De 1991 a 1995, Pimentel foi gerente de compras da operação de caminhões e de assistência técnica aos fornecedores. Em 1996 assumiu a gerência do Programa Ranger, na Argentina, onde permaneceu até 1997. Em seguida, juntou-se ao Programa EcoSport, atuando na Inglaterra, Estados Unidos e finalmente em Camaçari (BA). Antes de assumir a posição de diretor de compras da Ford América do Sul, foi diretor de compras na Argentina.
400 MIL CAMINHÕES
Pimentel foi apresentado à imprensa como novo diretor de operações para caminhões durante evento que comemorou a montagem de 400 mil unidades na fábrica de São Bernardo do Campo (SP). Ele assume a nova posição em momento de fragilidade do mercado de caminhões, que recuou 42% de janeiro a maio em relação ao mesmo período do ano passado. A Ford, no entanto, ressalta que ganhou market share: “Nossas vendas caíram bem menos, na casa dos 15%”, disse Pimentel.
A Ford foi a terceira colocada no ranking nacional de vendas de caminhões no acumulado de janeiro a maio, com 19% de participação, tendo à frente a MAN (26,93%) e a Mercedes-Benz (25,17%).
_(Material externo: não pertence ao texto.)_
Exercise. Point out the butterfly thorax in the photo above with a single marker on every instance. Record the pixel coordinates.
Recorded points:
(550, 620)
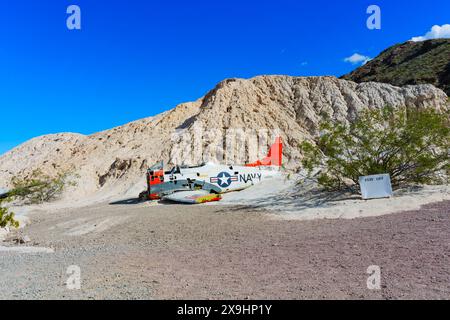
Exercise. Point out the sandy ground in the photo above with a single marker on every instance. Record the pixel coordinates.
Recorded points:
(141, 251)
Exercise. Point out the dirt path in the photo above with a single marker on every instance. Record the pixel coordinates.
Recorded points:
(138, 251)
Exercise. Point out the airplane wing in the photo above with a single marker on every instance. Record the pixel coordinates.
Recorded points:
(192, 196)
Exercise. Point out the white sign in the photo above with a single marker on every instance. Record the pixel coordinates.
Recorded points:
(376, 186)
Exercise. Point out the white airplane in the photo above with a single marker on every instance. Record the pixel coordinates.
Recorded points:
(205, 183)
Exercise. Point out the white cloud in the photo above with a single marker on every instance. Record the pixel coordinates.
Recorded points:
(357, 58)
(436, 32)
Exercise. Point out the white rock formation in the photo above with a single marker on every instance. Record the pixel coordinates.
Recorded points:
(112, 161)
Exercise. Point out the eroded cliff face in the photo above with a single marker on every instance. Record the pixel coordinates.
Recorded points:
(224, 126)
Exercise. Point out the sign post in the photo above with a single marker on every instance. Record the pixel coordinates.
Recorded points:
(375, 186)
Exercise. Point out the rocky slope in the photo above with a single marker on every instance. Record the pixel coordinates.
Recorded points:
(113, 161)
(409, 63)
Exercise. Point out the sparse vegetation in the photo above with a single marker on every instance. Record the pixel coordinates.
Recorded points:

Depois dela vêm a Volvo (11,37%), Scania (6,72%), Iveco (6,19%) e Hyundai (2,45%).
O diretor de operações estima que as vendas de caminhões no País este ano devem somar 85 mil a 90 mil caminhões. “Os meses de janeiro e fevereiro foram horríveis; o segundo semestre poderá sinalizar uma retomada, que se concretizará em 2016”, projeta, destacando o avanço da marca no segmento dos leves. Ele acredita também que haverá dinheiro do Finame para abastecer o crédito destinado a caminhões.
A Ford lidera o segmento de semileves com o F350, que emplacou 711 unidades até fim de maio e teve participação de 44,05%. No segmento dos leves, o Ford Cargo 816 é o segundo colocado, com 1.368 unidades vendidas e participação de 16,33% (atrás do VW 8.160, que acumulou 1.790 unidades no ano e market share de 21,36%). Entre os médios a liderança foi do Ford Cargo 1119, com 854 emplacamentos e 30,24% de participação. Já o Ford Cargo 2429 teve 665 unidades vendidas no ano, com 9,5% de market share, o que lhe garantiu o quarto lugar entre os semipesados. Os dados são do Renavam.
FENATRAN? TALVEZ
Enquanto algumas marcas de caminhões já asseguraram que não vão participar da Fenatran – Salão Internacional do Transporte Rodoviário de Carga (Anhembi, São Paulo, 9 a 13 de novembro), a Ford ainda não tomou decisão a respeito. “Devemos definir uma posição até julho, avaliando os benefícios que a exposição pode trazer”, explica João Pimentel. Ele não esconde o valor do investimento necessário para estar na feira, próximo de R$ 10 milhões.
O que pode motivar a Ford a dizer sim à Fenatran é o número significativo de caminhões na fila de lançamentos. Há seis novidades a caminho no segmento de médios a pesados, com sistemas automatizados. Além disso, a presença no salão seria uma forma de motivar a rede de revendedores, que já conta com 140 pontos no País.